I notice that many of the images used to depict the Kamloops discovery utilize the imagery of  dress: photos of those children before and after their attendance at the schools. The ‘befores’ are indigenous dress, the ‘afters’ are Western dress. 

 

Beaded gloves
It is no surprise, no secret, that Western dress was used as a primary image of ‘civilization’. This was done throughout the world; it is one of the hallmarks of colonialism. Dress is perhaps the most obvious symbol of cultural difference. Suppression of indigenous dress is not unlike the suppression of indigenous languages. At the Canadian residential schools both were forbidden. The children were alienated from their cultural roots by having these two things, both so intimate to a person’s identity, stigmatized and forbidden. ‘Fashion’ was deployed as a tool of suppression, a facet of denial, a way to silence; it was denigration of authenticity.
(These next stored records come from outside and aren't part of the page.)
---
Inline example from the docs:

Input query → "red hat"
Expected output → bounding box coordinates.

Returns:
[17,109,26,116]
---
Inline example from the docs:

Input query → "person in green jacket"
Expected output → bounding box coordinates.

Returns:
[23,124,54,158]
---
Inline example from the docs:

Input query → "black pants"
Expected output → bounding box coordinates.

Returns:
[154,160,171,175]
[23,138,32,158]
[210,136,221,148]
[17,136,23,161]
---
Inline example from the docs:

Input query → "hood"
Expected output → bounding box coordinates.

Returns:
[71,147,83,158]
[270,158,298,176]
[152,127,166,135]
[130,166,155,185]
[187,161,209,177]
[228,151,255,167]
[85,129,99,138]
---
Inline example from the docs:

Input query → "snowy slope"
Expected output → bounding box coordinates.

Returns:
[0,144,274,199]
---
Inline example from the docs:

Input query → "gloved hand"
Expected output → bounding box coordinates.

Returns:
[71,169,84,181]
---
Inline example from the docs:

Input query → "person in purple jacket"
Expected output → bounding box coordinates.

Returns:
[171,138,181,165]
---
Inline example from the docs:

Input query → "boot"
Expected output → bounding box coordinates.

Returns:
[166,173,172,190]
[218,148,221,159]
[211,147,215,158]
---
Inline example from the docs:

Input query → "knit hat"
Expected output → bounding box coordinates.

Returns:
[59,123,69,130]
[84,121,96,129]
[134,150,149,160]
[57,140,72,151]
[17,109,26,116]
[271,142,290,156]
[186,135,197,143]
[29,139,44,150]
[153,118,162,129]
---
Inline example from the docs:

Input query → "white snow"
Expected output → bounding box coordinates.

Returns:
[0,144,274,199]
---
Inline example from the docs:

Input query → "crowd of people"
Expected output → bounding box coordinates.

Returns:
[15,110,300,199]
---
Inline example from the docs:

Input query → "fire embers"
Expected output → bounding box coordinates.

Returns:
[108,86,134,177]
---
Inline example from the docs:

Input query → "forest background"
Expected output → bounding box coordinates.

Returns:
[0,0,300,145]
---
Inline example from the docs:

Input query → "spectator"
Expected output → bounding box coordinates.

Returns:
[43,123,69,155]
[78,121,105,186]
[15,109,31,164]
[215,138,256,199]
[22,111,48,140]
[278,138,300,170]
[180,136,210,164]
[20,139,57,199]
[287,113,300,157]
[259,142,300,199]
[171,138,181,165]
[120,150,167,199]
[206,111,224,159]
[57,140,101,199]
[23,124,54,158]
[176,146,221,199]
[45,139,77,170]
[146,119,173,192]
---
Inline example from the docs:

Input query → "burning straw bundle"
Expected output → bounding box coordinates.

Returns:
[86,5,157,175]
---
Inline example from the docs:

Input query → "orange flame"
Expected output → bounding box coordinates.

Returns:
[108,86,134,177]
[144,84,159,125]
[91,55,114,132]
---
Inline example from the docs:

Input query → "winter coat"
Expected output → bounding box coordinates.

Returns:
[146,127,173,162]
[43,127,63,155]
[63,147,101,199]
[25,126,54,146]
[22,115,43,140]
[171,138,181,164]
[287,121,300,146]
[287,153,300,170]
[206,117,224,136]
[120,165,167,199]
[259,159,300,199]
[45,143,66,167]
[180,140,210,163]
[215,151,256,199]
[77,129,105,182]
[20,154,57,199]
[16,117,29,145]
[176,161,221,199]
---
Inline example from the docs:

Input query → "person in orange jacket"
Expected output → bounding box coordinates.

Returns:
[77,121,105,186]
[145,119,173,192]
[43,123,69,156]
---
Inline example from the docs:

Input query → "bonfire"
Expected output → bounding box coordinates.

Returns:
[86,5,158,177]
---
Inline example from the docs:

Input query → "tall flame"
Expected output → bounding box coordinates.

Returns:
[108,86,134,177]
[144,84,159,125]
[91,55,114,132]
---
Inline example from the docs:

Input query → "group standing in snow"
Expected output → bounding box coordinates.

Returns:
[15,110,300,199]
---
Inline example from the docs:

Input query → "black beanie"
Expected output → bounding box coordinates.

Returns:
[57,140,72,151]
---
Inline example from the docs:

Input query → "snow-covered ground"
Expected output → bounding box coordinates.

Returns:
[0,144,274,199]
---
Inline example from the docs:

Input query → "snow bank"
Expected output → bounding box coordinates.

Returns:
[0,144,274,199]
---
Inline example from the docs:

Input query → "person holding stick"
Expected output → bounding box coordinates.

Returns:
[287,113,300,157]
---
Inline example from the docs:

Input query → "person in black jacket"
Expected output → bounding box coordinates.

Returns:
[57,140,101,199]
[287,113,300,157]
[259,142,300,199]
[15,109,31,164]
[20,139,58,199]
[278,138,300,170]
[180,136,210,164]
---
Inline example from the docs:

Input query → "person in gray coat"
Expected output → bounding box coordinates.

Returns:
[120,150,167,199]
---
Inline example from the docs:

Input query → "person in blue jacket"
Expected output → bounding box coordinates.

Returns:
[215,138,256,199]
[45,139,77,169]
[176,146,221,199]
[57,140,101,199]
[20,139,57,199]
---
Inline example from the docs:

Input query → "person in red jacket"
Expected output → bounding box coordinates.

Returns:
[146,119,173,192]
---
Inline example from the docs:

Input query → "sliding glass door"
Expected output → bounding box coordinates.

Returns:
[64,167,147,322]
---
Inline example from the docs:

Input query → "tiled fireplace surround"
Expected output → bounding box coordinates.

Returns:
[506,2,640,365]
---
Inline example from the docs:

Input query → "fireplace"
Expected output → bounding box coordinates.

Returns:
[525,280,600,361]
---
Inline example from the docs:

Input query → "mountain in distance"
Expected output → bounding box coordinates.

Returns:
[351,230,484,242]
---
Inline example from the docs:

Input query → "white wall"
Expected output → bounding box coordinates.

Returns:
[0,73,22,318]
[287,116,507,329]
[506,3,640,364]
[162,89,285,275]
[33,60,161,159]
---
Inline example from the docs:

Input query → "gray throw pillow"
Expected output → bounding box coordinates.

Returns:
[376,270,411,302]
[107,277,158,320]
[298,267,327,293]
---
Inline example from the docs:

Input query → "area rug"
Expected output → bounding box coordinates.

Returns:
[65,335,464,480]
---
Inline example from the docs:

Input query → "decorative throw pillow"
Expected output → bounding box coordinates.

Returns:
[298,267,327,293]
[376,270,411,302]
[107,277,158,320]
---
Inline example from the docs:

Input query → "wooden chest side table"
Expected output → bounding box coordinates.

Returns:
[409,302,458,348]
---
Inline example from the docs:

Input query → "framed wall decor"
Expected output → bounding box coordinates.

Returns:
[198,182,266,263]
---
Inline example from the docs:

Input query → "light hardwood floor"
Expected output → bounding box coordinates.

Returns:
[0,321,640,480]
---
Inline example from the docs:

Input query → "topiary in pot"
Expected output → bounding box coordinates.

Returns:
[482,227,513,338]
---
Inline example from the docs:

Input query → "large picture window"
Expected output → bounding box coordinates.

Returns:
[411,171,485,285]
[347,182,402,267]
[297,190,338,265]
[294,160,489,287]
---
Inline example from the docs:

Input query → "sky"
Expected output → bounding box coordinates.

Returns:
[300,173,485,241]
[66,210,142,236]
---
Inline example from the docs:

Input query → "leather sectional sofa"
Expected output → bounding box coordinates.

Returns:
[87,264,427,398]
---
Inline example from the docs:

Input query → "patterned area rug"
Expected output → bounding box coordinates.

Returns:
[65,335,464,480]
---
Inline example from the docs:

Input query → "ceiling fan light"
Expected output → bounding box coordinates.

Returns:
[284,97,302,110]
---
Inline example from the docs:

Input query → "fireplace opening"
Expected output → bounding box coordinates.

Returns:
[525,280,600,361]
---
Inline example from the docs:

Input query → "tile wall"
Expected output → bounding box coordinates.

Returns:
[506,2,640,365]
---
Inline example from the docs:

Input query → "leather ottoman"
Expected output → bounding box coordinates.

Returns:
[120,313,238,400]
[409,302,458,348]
It was a way to ‘civilize’ the ‘savages’ – and there was even the hubris that clothing them in Western garb was a favour to them.

 

Many of the current memorials and vigils to the children involve items of indigenous dress: moccasins for their little feet, and people wearing ceremonial garb. Indigenous dress is being used to extoll the cultural identity of those children, to restore them to their culture. Finally they are able to return home after having been torn away, often at gunpoint, so long ago. 

 

There are other responses on social media. One that hits home hardest for me, who has had a heartfelt need to abjectly apologize, is the reminder that these atrocities do not live in the past, but continue today in numerous forms. The struggle of Canada’s indigenous peoples is not over, not by a long shot. It continues in the form of trying to block oil pipelines from crossing their lands, of motivating the government to clean up their water poisoned by industry, of trying to obtain social and physical space to practice their culture, and airspace to speak their truths, break silences and recover their past. The list is long.  And it is also related to fashion. 


In a recent publication I pointed out that fashion not only feeds off intersecting sacrifice zones, but constructs its own specific sacrifice zone. 'Sacrifice Zones' are areas of the earth's surface deemed expendable for the sake of profits for the few. Fashion is implicated in oil pipelines, poisoned water, land confiscation and soil degradation, all of which are linked in one way or another to industrial fashion production. Fashion practices are implicated in the the silencing of indigenous culture and the erosion of indigenous pride. The social hierarchy that fashion displays also carries messages about racial discrimination. Indigenous dress is another sacrifice zone of fashion -- witness its almost complete erasure from 'fashion studies'.

 

There is a variant of ‘residential schools’ that has grown up in association with fashion production. They are called ‘Factory Schools’ (a petition against them is embedded in the link) where children are abused and their cultures obliterated. The misery that we all regret relative to Kamloops is on-going in the world. We, from the now dominant culture, are being told time and again by indigenous peoples that they don't need pity or apologies for what occurred in Kamloops (and by implication other sacrifice zones as well). They need solidarity to remove the policies and barriers that prevent them from flourishing. We need to stand with them to demand social justice.

 

Decolonial fashion praxis has extensive scope. It is not restricted to the work of designers and the recognition of their creations. It also pertains to the erasures and sacrifice zones implicated in fashion production and practice. Including the expendable little bodies dumped into the Kamloops graves. 

 


2 comments:

  1. thanks for this Sandra!
    I would add that we need to allow our Indigenous peoples (who are not homogenous by any means) guide where our protests should go. Different Nations have different approaches. The important thing is to work with them to find out what it is they wish to see happen and work forward together from there.